11 Mai 2021
Organização Mundial de Saúde passa mensagem de esperança em relação a Tóquio 2020

O Diretor Executivo do Programa de Emergências de Saúde da Organização Mundial da Saúde (OMS), Michael Ryan, elogiou as contramedidas COVID-19 que estão a ser postas em prática para os Jogos Olímpicos e Paralímpicos de Tóquio 2020, com a publicação dos “playbooks”.

Em resposta a uma pergunta durante uma conferência de imprensa na sede da OMS, em Genebra, Suíça, Michael Ryan disse: “As questões relacionadas com os Jogos Olímpicos são multidimensionais. [...] Não é se vamos ter Jogos Olímpicos ou não; é como os riscos individuais dentro dessa estrutura estão a ser geridos.”

Reconhecendo que os Jogos Olímpicos são um evento complexo que requer muita logística e gestão, Ryan afirmou que a OMS “confia que o Comité Olímpico Internacional, a cidade-sede de Tóquio e o Governo do Japão tomarão as decisões corretas sobre a melhor forma de gerir os riscos”.

Michael Ryan também se referiu à experiência que vem sendo adquirida com a realização de eventos desportivos por todo o mundo. “Temos esperança que os Jogos Olímpicos possam ocorrer. Vimos eventos esportivos acontecerem com muita, muita segurança, nos últimos seis meses, sem espetadores, com bolhas e medidas especiais para atletas e outros - jogadores de futebol e muitos, muitos outros. ”

O membro da OMS comentou igualmente o acordo alcançado para ser tomada, em junho, uma decisão em relação à presença de espetadores nos Jogos Olímpicos. “As taxas de positividade no Japão estão em torno de sete por cento. O Japão experimentou um aumento, como todo o mundo, num período de semanas e meses.

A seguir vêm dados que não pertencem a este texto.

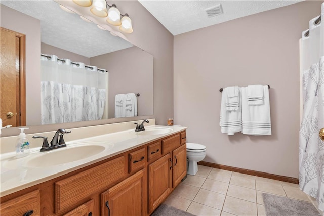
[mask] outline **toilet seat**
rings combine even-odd
[[[206,147],[198,143],[187,143],[187,151],[189,152],[202,152],[206,151]]]

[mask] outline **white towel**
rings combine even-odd
[[[134,93],[126,95],[125,117],[137,116],[137,97]]]
[[[238,93],[238,87],[229,87],[223,89],[223,94],[226,96],[225,103],[226,110],[237,110],[239,106]]]
[[[249,106],[248,102],[247,87],[241,88],[242,133],[250,135],[270,135],[270,99],[268,86],[263,87],[263,104]]]
[[[115,96],[115,118],[125,116],[126,95],[118,94]]]
[[[247,87],[248,104],[250,106],[263,104],[263,86],[262,85],[248,85]]]
[[[226,110],[226,101],[227,94],[226,88],[223,90],[221,103],[221,114],[219,125],[223,134],[233,135],[236,132],[242,131],[242,111],[241,106],[237,106],[237,109],[228,111]],[[240,87],[237,88],[238,104],[240,104]],[[225,92],[224,92],[225,90]]]

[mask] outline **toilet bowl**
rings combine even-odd
[[[187,173],[195,175],[198,171],[198,163],[206,156],[206,147],[197,143],[187,143],[187,157],[189,158],[189,167]]]

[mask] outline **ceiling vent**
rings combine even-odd
[[[212,17],[215,16],[219,15],[223,13],[222,5],[220,4],[211,8],[205,9],[205,11],[207,13],[208,17]]]

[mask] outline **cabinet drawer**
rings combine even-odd
[[[147,147],[148,162],[153,161],[162,155],[161,151],[161,142],[160,141],[153,143]]]
[[[55,213],[76,207],[127,174],[122,156],[55,183]],[[113,174],[113,175],[111,175]]]
[[[144,168],[145,165],[145,148],[139,149],[129,154],[129,172]]]
[[[187,142],[187,138],[186,132],[181,132],[180,133],[180,143],[181,145],[184,144]]]
[[[32,191],[1,204],[1,215],[21,216],[33,211],[33,216],[40,215],[39,190]]]
[[[180,145],[179,134],[162,140],[162,154],[170,152]]]

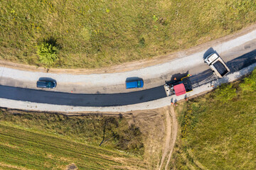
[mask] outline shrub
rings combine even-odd
[[[49,67],[58,60],[57,56],[58,49],[53,44],[50,44],[48,42],[43,42],[37,47],[37,53],[39,55],[39,62]]]
[[[243,79],[243,82],[239,86],[242,91],[252,91],[256,90],[256,69],[252,74]]]
[[[218,101],[227,102],[237,96],[236,89],[230,84],[222,84],[214,94],[215,98]]]

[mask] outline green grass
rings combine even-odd
[[[104,127],[105,140],[116,137],[100,147]],[[131,144],[139,144],[139,137],[124,118],[1,110],[0,169],[65,169],[71,163],[79,169],[146,169],[142,148]]]
[[[181,132],[172,168],[256,169],[255,84],[256,70],[178,108]]]
[[[0,58],[46,66],[36,47],[60,47],[51,66],[95,68],[164,55],[255,22],[254,0],[4,0]]]

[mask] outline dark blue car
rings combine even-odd
[[[143,80],[134,80],[126,81],[127,89],[132,89],[132,88],[141,88],[143,87],[144,83]]]

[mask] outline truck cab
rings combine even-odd
[[[205,62],[209,65],[218,78],[223,78],[230,71],[224,61],[216,53],[209,55],[205,59]]]

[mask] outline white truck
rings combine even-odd
[[[205,59],[205,62],[210,66],[210,68],[218,78],[223,78],[230,71],[224,61],[216,53],[209,55]]]

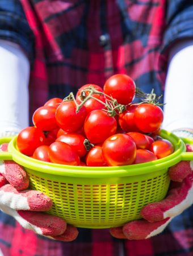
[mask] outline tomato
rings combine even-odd
[[[37,147],[44,143],[45,139],[44,134],[40,129],[29,126],[19,133],[16,143],[20,152],[31,156]]]
[[[150,146],[150,150],[157,158],[163,158],[174,152],[174,146],[167,139],[161,139],[154,141]]]
[[[149,103],[141,104],[134,112],[135,123],[143,133],[152,133],[158,130],[163,119],[163,113],[161,108]]]
[[[86,138],[81,134],[68,133],[60,136],[56,141],[62,141],[70,145],[78,153],[79,156],[82,158],[87,152],[84,144],[85,140]]]
[[[127,110],[119,114],[118,122],[119,125],[126,133],[140,131],[134,120],[134,112],[137,105],[132,105],[127,107]]]
[[[104,142],[102,152],[108,166],[125,166],[134,162],[136,146],[133,139],[127,134],[116,134]]]
[[[137,149],[143,148],[148,149],[150,146],[150,142],[149,139],[141,133],[132,132],[127,133],[128,135],[131,137],[133,139],[135,144],[136,145]]]
[[[48,154],[52,163],[70,166],[79,166],[80,163],[78,154],[71,146],[61,141],[52,143]]]
[[[100,109],[90,112],[84,124],[86,136],[93,144],[103,143],[115,133],[116,127],[115,118],[108,116],[107,112]]]
[[[146,149],[138,149],[136,152],[136,157],[133,164],[146,163],[147,162],[157,160],[157,157],[153,152]]]
[[[35,150],[32,157],[41,161],[51,162],[49,158],[48,150],[48,146],[40,146]]]
[[[63,100],[60,98],[52,98],[47,101],[44,106],[52,106],[57,108],[62,101]]]
[[[43,131],[50,131],[57,128],[56,122],[56,108],[52,106],[43,106],[35,110],[32,121],[35,126]]]
[[[60,128],[67,132],[74,133],[83,126],[87,112],[84,106],[76,113],[73,101],[63,101],[57,108],[56,119]]]
[[[135,98],[136,86],[134,81],[129,76],[117,74],[107,79],[103,90],[104,93],[115,98],[118,103],[127,105]]]
[[[86,155],[86,162],[87,166],[107,166],[100,146],[96,145],[92,147]]]

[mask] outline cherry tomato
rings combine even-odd
[[[52,98],[47,101],[44,106],[52,106],[57,108],[62,101],[63,100],[60,98]]]
[[[40,146],[35,150],[32,157],[41,161],[51,162],[49,158],[48,150],[48,146]]]
[[[131,164],[136,155],[136,146],[127,134],[116,134],[108,138],[102,145],[102,152],[108,166]]]
[[[35,126],[43,131],[50,131],[58,127],[56,118],[56,108],[43,106],[35,110],[32,117]]]
[[[161,139],[154,141],[150,146],[150,150],[157,158],[163,158],[174,152],[174,146],[167,139]]]
[[[71,146],[61,141],[52,143],[48,154],[52,163],[70,166],[79,166],[80,163],[78,154]]]
[[[132,105],[127,107],[127,110],[119,114],[118,122],[119,125],[126,133],[140,131],[134,120],[134,112],[137,105]]]
[[[148,103],[139,105],[134,112],[135,123],[143,133],[152,133],[158,130],[163,119],[163,113],[161,108]]]
[[[133,164],[146,163],[157,159],[157,157],[153,152],[146,149],[138,149],[137,150],[136,157],[133,162]]]
[[[87,166],[107,166],[100,146],[96,145],[92,147],[86,155],[86,161]]]
[[[116,132],[115,118],[100,109],[93,110],[86,117],[84,129],[86,136],[93,144],[103,143]]]
[[[136,86],[129,76],[117,74],[107,79],[103,90],[104,93],[115,98],[118,103],[127,105],[135,98]]]
[[[62,141],[70,145],[80,158],[85,155],[87,152],[84,144],[86,138],[81,134],[77,133],[62,134],[56,139],[56,141]]]
[[[56,119],[60,128],[67,132],[74,133],[79,130],[86,118],[87,112],[84,106],[76,113],[73,101],[63,101],[56,109]]]
[[[148,149],[150,146],[150,142],[149,139],[141,133],[132,132],[127,133],[128,135],[131,137],[133,139],[135,144],[136,145],[137,149],[143,148]]]
[[[19,133],[16,143],[20,152],[31,156],[37,147],[44,143],[45,139],[44,134],[39,128],[29,126]]]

Mas isso estabilizou. Não está a aumentar continuamente. E é nossa esperança - é nossa esperança para todos os países - que continue numa tendência decrescente. Deixaremos para as autoridades no Japão, que são altamente competentes, decidir o nível de participação” do público. “Algumas dessas decisões não podem ser tomadas até mais perto do evento porque vai depender da situação epidemiológica do momento. Portanto, não é uma falha da parte dos organizadores que eles não tenham tomado certas decisões, porque essas decisões só podem ser feitas com base nos parâmetros epidemiológicos à época ”.